While no one should gainsay the potentially positive results of the tests, the report said, it would be equally unwise to think that those results reflect a diagnosis of all of the potential weaknesses or create a necessarily sufficient buffer against future reverses for the banking system.

Members of the panel warned lawmakers that the spike in unemployment in May, up to 9.4 percent, is worse than the most adverse case scenario and could warrant another round of testing.

The 25-year high rate of unemployment has already exceeded the harshest scenario considered so far, suggesting that the stress tests should be repeated, the report said. The most adverse scenario for 2009 had unemployment rising to 8.9 percent.

The baseline forecast predicted a GDP showing a 2 percent contraction in 2009 and 2.1 percent growth in 2010. Unemployment in the consensus forecast averages 9.8 percent between 2009 and 2010.

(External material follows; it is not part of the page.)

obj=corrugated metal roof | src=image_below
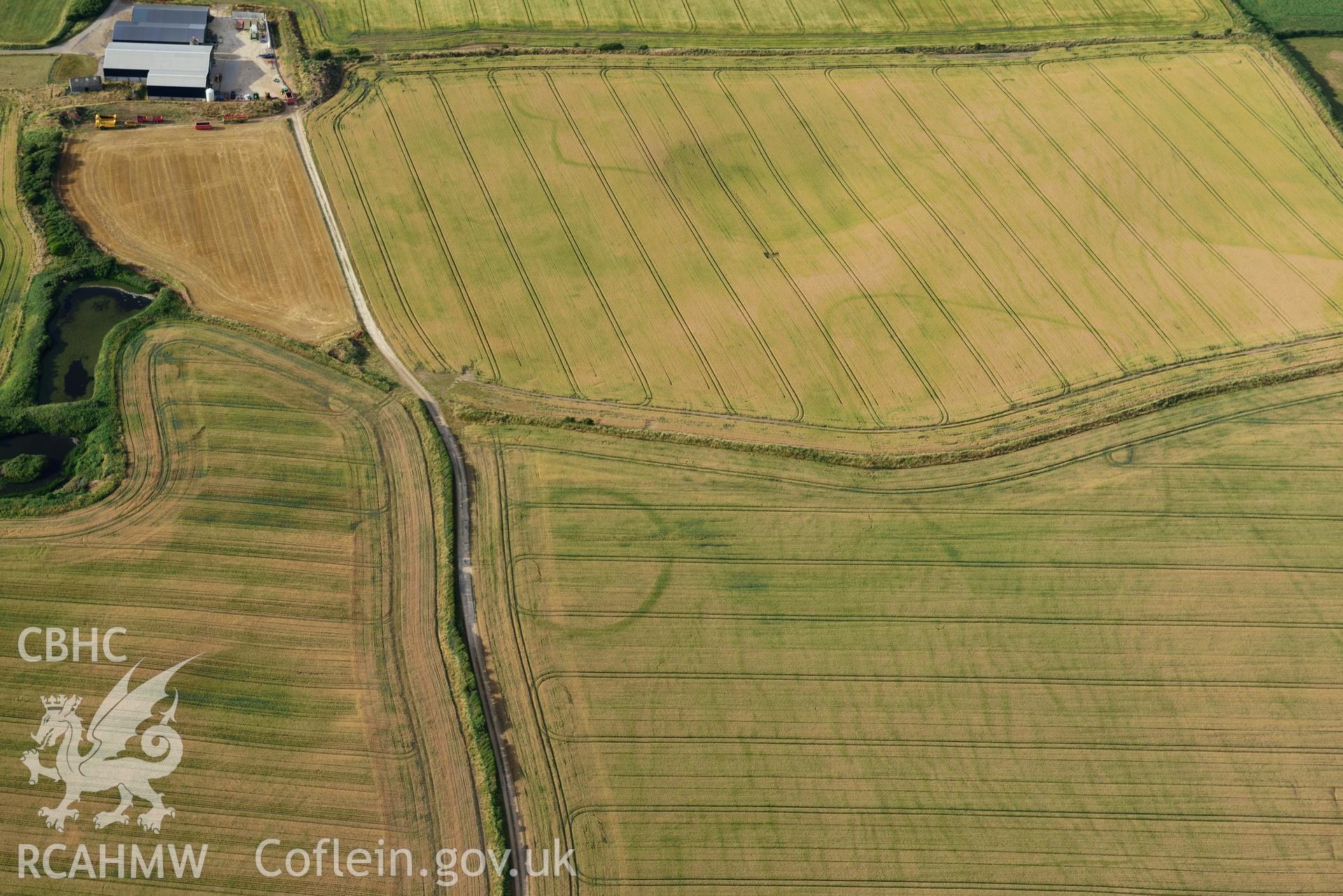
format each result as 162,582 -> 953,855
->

In the worst-case scenario, GDP is projected at negative 3.3 percent in 2009 and a meager growth rate of 0.5 percent in 2010. Unemployment rises over 10 percent in the adverse scenario.

There is a correlation between the rate of default on bank loans and the unemployment rate. Some analysts are concerned that the rising rate of unemployment could trigger another wave of defaults on mortgages, car loans, and credit cards, further dragging on the economy as it struggles to recover.

The stress test results, released in May, revealed that 10 of the 19 major bank holding companies that underwent the rigorous test collectively needed to raise nearly $75 billion. The banks were required to raise the capital by November, with Bank of America (BAC) leading the way with nearly $34 billion.

Despite the need for nearly $78 billion in capital, Federal Reserve Chairman Ben Bernanke was pleased with the results.

The examiners found that nearly all the banks that were evaluated have enough Tier 1 capital to absorb the higher losses envisioned under the hypothetical adverse scenario, he noted.

The panel also reported on the Treasury Department's controversial $700 billion Troubled Asset Relief Program, or TARP. In its report, the panel called for additional transparency for the stress tests.

Transparency will also be critical as financial institutions seek to repay their TARP loans, both to assess the strength of these institutions and to assure that the process by which these loans are repaid is fair, the report said.

The information being requested by the panel about the stress tests includes some additional details about the methodology of the tests.

Although the reviews were called conservative and reasonable, the panel still harbors some serious concerns about the murkiness surrounding the criteria used to assess the banks.

The Federal Reserve Board should be commended for releasing an unprecedented amount of bank supervisory information, but additional transparency would be helpful both to assess the strength of the banks and to restore confidence in the banking system, the panel wrote.